One of the nice things about this approach is that it is phased on a single machine environment. You can also cluster VAX and IA64 nodes in the same cluster.

As background, you may want to check out my presentation on IA64 porting (most recently given last May in Edmonton, see http://www.rlgsc.com/encompass-canada/edmonton/2005-05/OpenVMSonIntegrity.html )

- Bob Gezelter, http://www.rlgsc.com
James LaRue
Advisor

Re: Switching Over to New System

I found out today that our software was written in FORTRAN.

It is a little more complicated...cause we have vax systems everywhere that control all kinds of electronic bit synchs and electronic test equipment and all kinds of stuff...we even have it setup with a matrix that downloads all the images from the satellites onto a 2 terabyte RAID that sends data over a T1 connection to another site. Its a little more complicated than what I can explain in a couple paragraphs on the internet.

But basically what I would like to do is run the main software which acts like a controller and the workstations act like operators that log into the controller.

So with that in mind...this is a lot more complicated than I probably gave off.
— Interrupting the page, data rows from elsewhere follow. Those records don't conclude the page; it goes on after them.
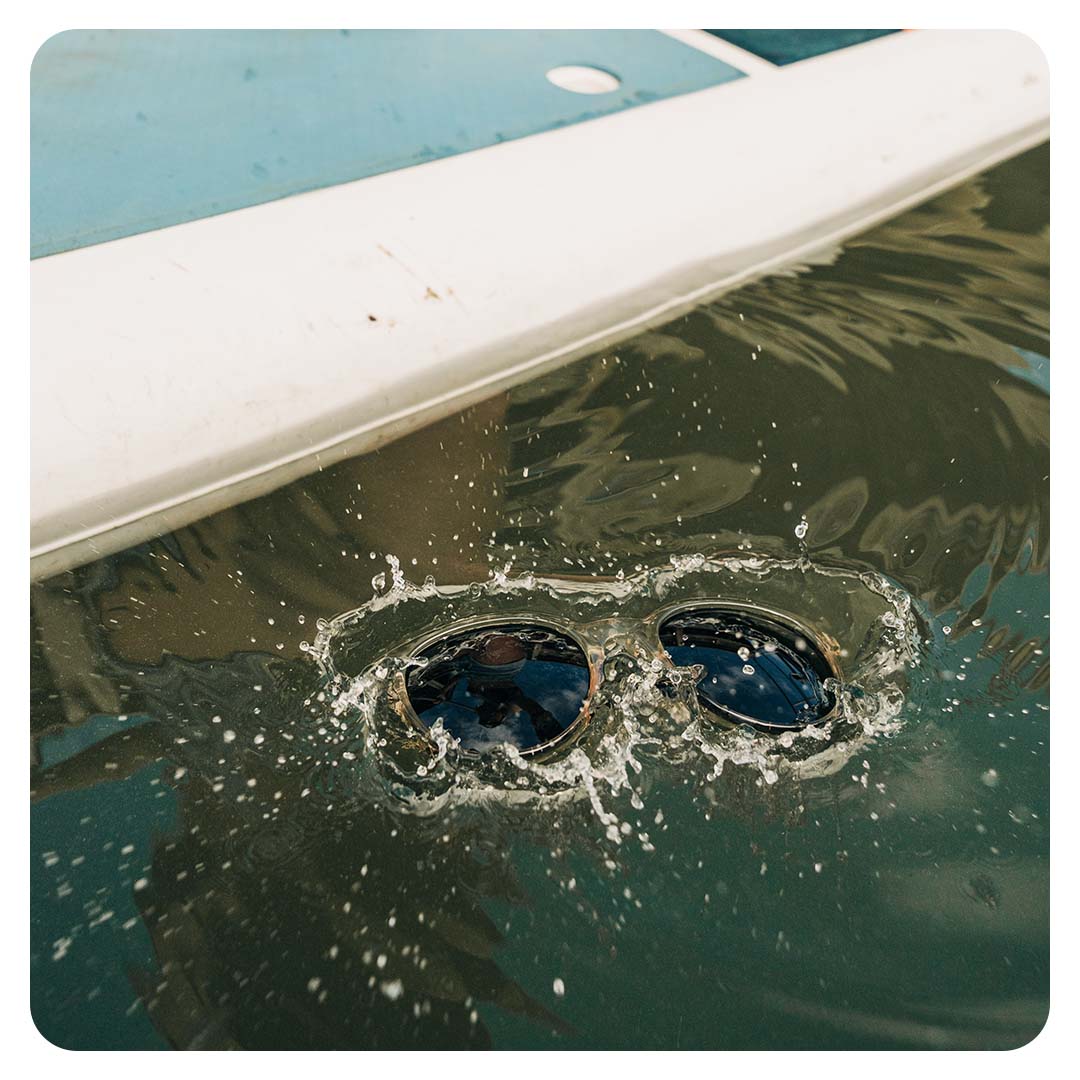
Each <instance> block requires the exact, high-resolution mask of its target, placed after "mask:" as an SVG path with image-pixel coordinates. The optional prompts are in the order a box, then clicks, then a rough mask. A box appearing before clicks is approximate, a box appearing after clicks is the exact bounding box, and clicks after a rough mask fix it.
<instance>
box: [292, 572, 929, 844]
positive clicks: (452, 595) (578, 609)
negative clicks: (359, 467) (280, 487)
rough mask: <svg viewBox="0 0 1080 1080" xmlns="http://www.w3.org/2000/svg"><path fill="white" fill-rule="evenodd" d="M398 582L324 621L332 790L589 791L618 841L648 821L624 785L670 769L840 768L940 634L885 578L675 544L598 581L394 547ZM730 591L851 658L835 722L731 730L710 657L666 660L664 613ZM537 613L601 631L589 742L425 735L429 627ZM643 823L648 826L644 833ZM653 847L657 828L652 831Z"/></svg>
mask: <svg viewBox="0 0 1080 1080" xmlns="http://www.w3.org/2000/svg"><path fill="white" fill-rule="evenodd" d="M388 563H389V565H390V567H391V571H392V580H391V583H390V586H389V588H386V589H383V590H381V591H379V590H377V591H376V595H375V596H373V597H372V599H370V600H369V602H368V603H366V604H364V605H362V606H361V607H359V608H356V609H355V610H352V611H348V612H345V613H342V615H340V616H338V617H337V618H335V619H333V620H329V621H325V622H323V623H321V624H320V627H319V635H318V637H316V639H315V642H314V644H312V645H308V646H305V648H306V651H307V652H308V653H309V654H310V656H311V657H312V658H313V659H314V660H315V661H316V662H318V664H319V666H320V669H321V672H322V675H323V680H324V683H325V686H326V691H325V693H324V694H323V696H322V697H323V699H324V701H325V705H324V707H323V715H322V717H321V723H320V724H319V727H318V731H319V732H321V734H320V735H319V738H320V739H322V740H323V746H322V752H323V753H322V755H321V760H322V767H321V769H320V770H319V771H320V781H319V785H320V788H321V789H323V791H325V792H333V793H334V798H335V799H337V800H340V799H341V798H350V797H352V798H372V797H374V798H378V799H383V800H387V801H389V802H390V804H392V805H394V806H396V807H399V808H400V809H402V810H403V811H405V812H408V813H414V814H431V813H435V812H438V811H442V810H444V809H445V808H447V807H448V806H459V805H472V806H490V805H494V804H499V805H502V806H508V805H513V804H530V805H537V806H541V805H545V806H555V805H559V804H562V802H565V801H566V800H586V801H588V802H589V804H590V805H591V806H592V809H593V812H594V814H595V816H596V819H597V821H598V822H599V823H600V825H602V826H603V828H604V832H605V835H606V838H607V839H608V840H609V841H610V842H612V843H617V845H618V843H621V842H623V841H624V840H625V839H626V837H627V836H631V835H632V834H633V833H634V831H633V829H629V826H627V825H626V823H625V822H624V823H622V824H620V823H619V819H618V816H617V815H616V814H615V813H613V811H612V810H611V809H610V801H611V799H612V798H615V797H622V796H626V797H629V798H630V800H631V802H632V805H634V806H639V805H643V797H644V789H645V788H646V787H647V786H648V784H649V782H650V773H651V772H652V771H653V770H657V769H669V770H670V769H678V770H683V771H685V772H689V773H692V774H694V775H697V777H700V780H701V782H702V783H710V782H712V781H715V780H717V779H718V778H719V777H720V775H721V774H723V773H724V771H725V770H726V769H731V768H735V769H750V770H753V771H754V773H755V774H756V775H757V777H758V778H759V783H762V784H765V785H766V786H768V787H771V786H773V785H777V784H779V783H782V782H784V781H785V780H788V781H791V780H796V781H800V780H801V781H806V780H810V779H813V778H814V777H821V775H827V774H831V773H833V772H835V771H837V770H838V769H840V768H841V767H842V766H843V764H845V762H846V761H847V760H848V758H849V757H850V756H851V755H852V754H853V753H855V752H856V751H858V750H859V748H860V747H861V746H863V745H865V743H866V742H867V740H870V739H876V738H881V737H887V735H889V734H890V733H892V732H893V731H894V730H895V729H896V728H897V726H899V725H900V723H901V717H902V712H903V707H904V702H905V685H906V681H907V677H908V674H909V672H910V670H912V669H914V667H916V666H917V665H918V663H919V658H920V651H921V648H922V642H923V634H922V630H921V624H920V620H919V618H918V617H917V615H916V612H915V610H914V608H913V604H912V599H910V597H909V596H908V595H907V594H906V593H905V592H903V591H902V590H901V589H899V588H897V586H896V585H894V584H892V583H891V582H889V581H888V580H887V579H885V578H883V577H881V576H880V575H877V573H874V572H868V571H865V570H858V569H853V568H849V567H842V566H826V565H823V564H821V563H811V562H810V561H809V559H807V557H806V556H805V554H804V555H800V557H799V558H797V559H774V558H767V557H762V556H748V555H738V556H735V555H729V556H720V557H712V558H710V557H706V556H704V555H702V554H693V555H676V556H672V557H671V558H670V559H669V561H667V563H666V564H663V565H660V566H656V567H651V568H646V569H644V570H642V571H640V572H637V573H634V575H630V576H627V575H622V573H620V575H617V576H613V577H611V578H607V579H599V578H588V579H583V580H575V579H564V578H554V577H538V576H534V575H521V576H516V577H515V576H512V566H511V565H510V564H508V565H507V566H504V567H502V568H499V569H497V570H495V571H492V572H491V575H490V577H489V578H488V580H487V581H485V582H473V583H472V584H470V585H450V586H440V585H437V584H436V583H435V582H434V581H433V580H432V579H431V578H428V579H427V580H426V581H424V582H423V584H421V585H417V584H414V583H413V582H409V581H408V580H407V579H406V578H405V577H404V575H403V573H402V572H401V569H400V566H399V565H397V561H396V559H394V558H393V557H392V556H389V557H388ZM703 597H719V598H724V599H725V600H737V602H740V603H748V604H754V605H756V606H760V607H762V608H766V609H769V610H773V611H781V612H783V611H786V612H788V613H791V615H795V616H796V617H797V618H798V619H799V620H800V621H802V622H805V623H807V624H809V625H812V626H813V627H814V630H815V632H816V633H818V634H819V635H820V636H821V638H822V640H823V642H824V643H826V644H827V645H828V646H831V647H832V648H833V649H834V651H835V654H836V656H837V657H838V658H839V660H838V662H839V664H840V666H841V670H842V672H843V679H842V681H840V683H837V681H835V680H831V684H829V689H832V690H833V692H834V693H835V694H836V697H837V700H838V708H837V712H836V715H835V716H834V718H833V719H831V720H829V721H828V723H826V724H824V725H821V726H816V727H809V728H806V729H804V730H802V731H798V732H785V733H784V734H782V735H780V737H772V735H766V734H762V733H760V732H757V731H754V730H752V729H750V728H739V729H732V728H730V727H728V726H725V725H723V724H720V723H718V721H717V719H716V717H715V716H714V715H713V714H712V713H710V712H707V711H706V710H704V708H703V707H702V706H701V705H700V704H699V702H698V698H697V693H696V692H694V684H696V679H697V676H698V674H699V673H698V672H697V671H696V670H694V669H688V667H678V666H673V665H672V664H671V663H669V662H665V660H664V659H662V658H661V650H660V646H659V643H658V642H657V639H656V633H654V631H656V622H654V616H656V612H657V610H658V609H659V608H660V607H662V606H667V605H671V604H677V603H679V602H680V600H690V599H698V598H703ZM483 616H490V617H498V618H505V617H510V616H517V617H525V616H527V617H529V618H532V619H541V620H548V621H553V622H556V623H561V624H564V625H567V626H569V627H576V629H578V630H579V631H583V632H584V633H585V634H586V635H588V636H589V637H590V638H592V639H594V640H597V642H598V643H600V644H602V650H600V654H599V656H598V657H597V658H595V659H596V662H598V663H600V664H602V678H600V681H599V686H598V689H597V691H596V693H595V694H594V698H593V700H592V701H591V703H590V714H591V718H590V724H589V725H588V727H586V729H585V732H584V734H583V737H582V738H581V739H580V740H579V741H578V742H577V743H576V744H575V746H573V747H572V750H570V751H568V752H566V753H564V754H563V756H561V757H557V758H555V759H550V760H536V759H532V758H523V757H522V756H521V754H518V753H517V752H516V751H515V750H514V748H513V747H510V746H507V747H504V748H501V750H499V751H497V752H495V753H494V754H490V755H488V756H485V758H483V759H482V760H481V761H480V762H477V761H476V760H475V759H474V758H467V757H465V756H464V755H463V754H462V753H460V750H459V747H458V745H457V742H456V740H454V738H453V737H451V735H450V734H449V733H448V732H446V731H444V730H442V729H441V728H438V727H436V728H433V729H432V730H431V731H430V733H428V735H427V737H426V735H424V733H422V732H419V731H417V730H416V729H415V728H414V727H413V726H411V725H410V724H409V723H408V720H407V719H406V717H405V702H406V698H405V693H406V691H405V674H406V672H407V671H408V670H409V667H410V666H415V665H416V664H418V663H422V661H419V660H417V659H414V658H411V657H410V656H409V651H410V650H409V645H410V643H411V642H414V640H416V639H417V638H418V637H420V636H422V635H424V634H428V633H430V632H431V631H432V630H436V629H440V627H443V626H450V625H453V624H454V623H456V622H460V621H461V620H464V619H470V618H476V617H483ZM643 835H644V834H643ZM636 839H637V841H638V842H640V843H643V846H647V845H648V843H649V841H648V837H647V836H645V838H644V839H642V837H636Z"/></svg>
But i feel confident that if the software is capable of being emulated on the newer system then all would be fine.
Steven Schweda
Honored Contributor

Re: Switching Over to New System

Fortran (formerly FORTRAN) compilers, disk
storage, and Ethernet interfaces are pretty
generally available on any modern VMS system,
including the TestDrive systems (although
you'd need to talk to someone if you really
needed that much disk space for a test, and
those systems normally have some network
restrictions, too).

VMS also has X windows, so it's not
immediately obvious why you'd need real VMS
workstations (like the VAXsta 3100-76
systems) just to display anything, but,
again, new stuff should be able to replace
the old stuff in that niche, too.

I'd still say it's worth taking the
software for a spin on a TestDrive system.